Drug treatment divides into four stages2: that of premonitory, early, established, or refractory status epilepticus. Parenteral dosing with diazepam, lorazepam, or midazolam is preferred at the premonitory stage. Lorazepam is often preferred as it has a long duration of anticonvulsive effect and the best parenchymal distribution. Adverse events include a risk of respiratory arrest, hypotension, and impaired consciousness.1
Early management should include a prompt decision to use a long term parenteral anticonvulsant. Most patients in status epilepticus or who require a longer term anticonvulsant after acute presentation are treated with phenytoin. The pharmacology of phenytoin is complex but well understood. Given adequate loading (18 mg/kg intravenously at 50 mg/min) and an adequate continuing dose, seizures are often successfully controlled. Phenytoin is effective when coadministered with diazepam in treating status epilepticus, controlling 60% to 80% of seizures.4 Brain concentrations of phenytoin peak at 10 minutes and are three to four times those in plasma after injection. Phenytoin has a pH of 12, so intramuscular dosage is inappropriate. Local reactions to phenytoin occur often and thrombophlebitis necessitates frequent changes of cannulas and makes central administration the preferred route.
Fosphenytoin has been used for some years in the United States and can be administered intravenously or intramuscularly. Studies have found it to be as effective as phenytoin in treating status epilepticus, with several advantages over its parent drug. In one series of 81 patients with generalised convulsive status epilepticus treated with fosphenytoin 76 became seizure free.5 Another showed that 37 of 40 patients treated with fosphenytoin were seizure free within 30 minutes.6 Intravenous fosphenytoin is tolerated at infusion rates up to three times faster than those for phenytoin, and therapeutic concentrations are established within 10 minutes.7–10
Intramuscular administration of fosphenytoin has benefits: rapid and complete absorption, no requirement for cardiac monitoring, and a low incidence of side effects.11,12 Patients with neurological or neurosurgical disorders which affect conscious levels, or patients for which the gastrointestinal route is not available, would be well suited to the use of intramuscular fosphenytoin. Side effects are similar to those of parenteral phenytoin: nystagmus, dizziness, pruritus, paraesthesias, headache, somnolence, and ataxia.12
Refractory status is characterised by seizure activity for about an hour in which the patient has not responded to therapy.
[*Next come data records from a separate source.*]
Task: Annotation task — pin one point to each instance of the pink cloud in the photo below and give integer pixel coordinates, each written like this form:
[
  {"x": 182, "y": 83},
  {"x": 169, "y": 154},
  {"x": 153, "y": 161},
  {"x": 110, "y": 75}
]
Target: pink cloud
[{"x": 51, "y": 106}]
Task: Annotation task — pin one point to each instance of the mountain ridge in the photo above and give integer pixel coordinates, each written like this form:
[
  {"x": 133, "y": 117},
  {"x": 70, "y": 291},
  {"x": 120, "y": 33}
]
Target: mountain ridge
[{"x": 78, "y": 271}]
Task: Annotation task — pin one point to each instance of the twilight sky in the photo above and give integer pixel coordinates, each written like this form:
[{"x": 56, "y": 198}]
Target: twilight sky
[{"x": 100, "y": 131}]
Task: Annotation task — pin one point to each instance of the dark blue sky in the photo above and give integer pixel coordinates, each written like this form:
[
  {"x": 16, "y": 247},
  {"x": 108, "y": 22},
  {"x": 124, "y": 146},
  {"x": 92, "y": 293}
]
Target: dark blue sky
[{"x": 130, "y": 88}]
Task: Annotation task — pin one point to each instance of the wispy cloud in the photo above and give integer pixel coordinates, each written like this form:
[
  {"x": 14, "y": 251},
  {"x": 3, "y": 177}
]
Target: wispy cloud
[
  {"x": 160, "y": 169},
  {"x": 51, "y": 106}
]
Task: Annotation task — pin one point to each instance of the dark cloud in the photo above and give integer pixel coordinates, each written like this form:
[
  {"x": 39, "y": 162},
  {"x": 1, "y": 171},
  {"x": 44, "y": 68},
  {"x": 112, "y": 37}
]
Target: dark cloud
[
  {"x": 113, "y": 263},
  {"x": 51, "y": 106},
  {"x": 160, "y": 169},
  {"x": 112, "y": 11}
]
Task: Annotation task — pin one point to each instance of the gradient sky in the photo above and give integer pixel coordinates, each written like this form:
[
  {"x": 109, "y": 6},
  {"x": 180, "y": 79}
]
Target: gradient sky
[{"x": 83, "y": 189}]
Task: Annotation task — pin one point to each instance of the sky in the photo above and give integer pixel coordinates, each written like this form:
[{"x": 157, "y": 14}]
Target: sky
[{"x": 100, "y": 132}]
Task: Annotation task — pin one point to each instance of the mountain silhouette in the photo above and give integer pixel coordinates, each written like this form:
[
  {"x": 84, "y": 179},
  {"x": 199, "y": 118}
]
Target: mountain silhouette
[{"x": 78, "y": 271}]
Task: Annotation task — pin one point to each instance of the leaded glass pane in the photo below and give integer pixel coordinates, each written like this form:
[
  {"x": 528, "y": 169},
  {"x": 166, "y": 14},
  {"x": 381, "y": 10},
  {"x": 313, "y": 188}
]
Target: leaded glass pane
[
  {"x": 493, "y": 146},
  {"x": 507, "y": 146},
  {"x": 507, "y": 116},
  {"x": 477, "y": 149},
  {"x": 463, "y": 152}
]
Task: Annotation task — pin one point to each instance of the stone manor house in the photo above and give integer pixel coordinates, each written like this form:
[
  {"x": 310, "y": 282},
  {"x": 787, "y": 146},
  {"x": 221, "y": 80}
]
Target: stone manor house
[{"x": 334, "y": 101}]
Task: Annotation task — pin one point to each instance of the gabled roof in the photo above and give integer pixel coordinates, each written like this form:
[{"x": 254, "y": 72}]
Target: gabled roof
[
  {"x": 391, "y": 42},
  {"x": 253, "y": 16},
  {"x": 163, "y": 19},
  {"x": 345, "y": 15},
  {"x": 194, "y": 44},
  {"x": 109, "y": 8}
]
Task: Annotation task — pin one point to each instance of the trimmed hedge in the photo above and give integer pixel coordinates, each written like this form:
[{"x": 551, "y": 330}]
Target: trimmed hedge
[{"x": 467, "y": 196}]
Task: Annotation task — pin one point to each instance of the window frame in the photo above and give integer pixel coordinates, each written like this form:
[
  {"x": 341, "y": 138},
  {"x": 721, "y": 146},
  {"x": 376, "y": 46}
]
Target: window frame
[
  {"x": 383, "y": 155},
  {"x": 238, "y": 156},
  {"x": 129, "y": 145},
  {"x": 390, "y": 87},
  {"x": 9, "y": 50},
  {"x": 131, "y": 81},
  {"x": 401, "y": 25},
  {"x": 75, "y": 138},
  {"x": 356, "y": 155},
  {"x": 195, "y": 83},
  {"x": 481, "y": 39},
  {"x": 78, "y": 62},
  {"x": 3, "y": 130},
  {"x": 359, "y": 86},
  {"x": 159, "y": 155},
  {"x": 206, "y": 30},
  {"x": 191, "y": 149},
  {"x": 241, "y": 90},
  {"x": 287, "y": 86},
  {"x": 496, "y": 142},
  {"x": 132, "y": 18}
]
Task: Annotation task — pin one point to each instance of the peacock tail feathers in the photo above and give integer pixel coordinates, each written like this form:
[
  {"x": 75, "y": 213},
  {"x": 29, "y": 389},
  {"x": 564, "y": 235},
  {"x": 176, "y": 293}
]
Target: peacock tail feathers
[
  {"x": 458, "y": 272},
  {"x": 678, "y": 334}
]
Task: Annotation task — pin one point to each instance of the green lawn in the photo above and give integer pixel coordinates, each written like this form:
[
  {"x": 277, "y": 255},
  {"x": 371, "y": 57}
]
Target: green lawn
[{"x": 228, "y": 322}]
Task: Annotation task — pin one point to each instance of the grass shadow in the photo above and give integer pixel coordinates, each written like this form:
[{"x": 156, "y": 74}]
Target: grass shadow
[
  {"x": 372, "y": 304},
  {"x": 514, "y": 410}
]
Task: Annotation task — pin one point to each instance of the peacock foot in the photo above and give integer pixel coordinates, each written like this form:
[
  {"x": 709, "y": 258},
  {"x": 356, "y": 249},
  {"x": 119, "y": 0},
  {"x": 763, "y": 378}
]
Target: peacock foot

General anaesthesia is recommended to abolish electroencephalographic and seizure activity and prevent further cerebral damage. Agents of choice for refractory status epilepticus are the newer agent propofol and older thiopentone, whose disadvantages include a tendency to accumulate in fatty tissues, an active metabolite, haemodynamic instability, long recovery time after infusion, and the need for blood concentration monitoring.
Continued seizure activity in status epilepticus is associated with neuronal damage. The aim should be to halt this activity urgently. The ideal drug should be 100% effective, administered quickly without compromising conscious level or producing cardiovascular or airway reflex effects, and have no harmful effects. For status epilepticus fosphenytoin is safe and effective in the emergency initiation and maintenance of anticonvulsant treatment and may usefully complement current practices for early control of seizures.
Acknowledgments
MTEH has received a fee for speaking on status epilepticus and fosphenytoin at a study day organised by Parke Davis.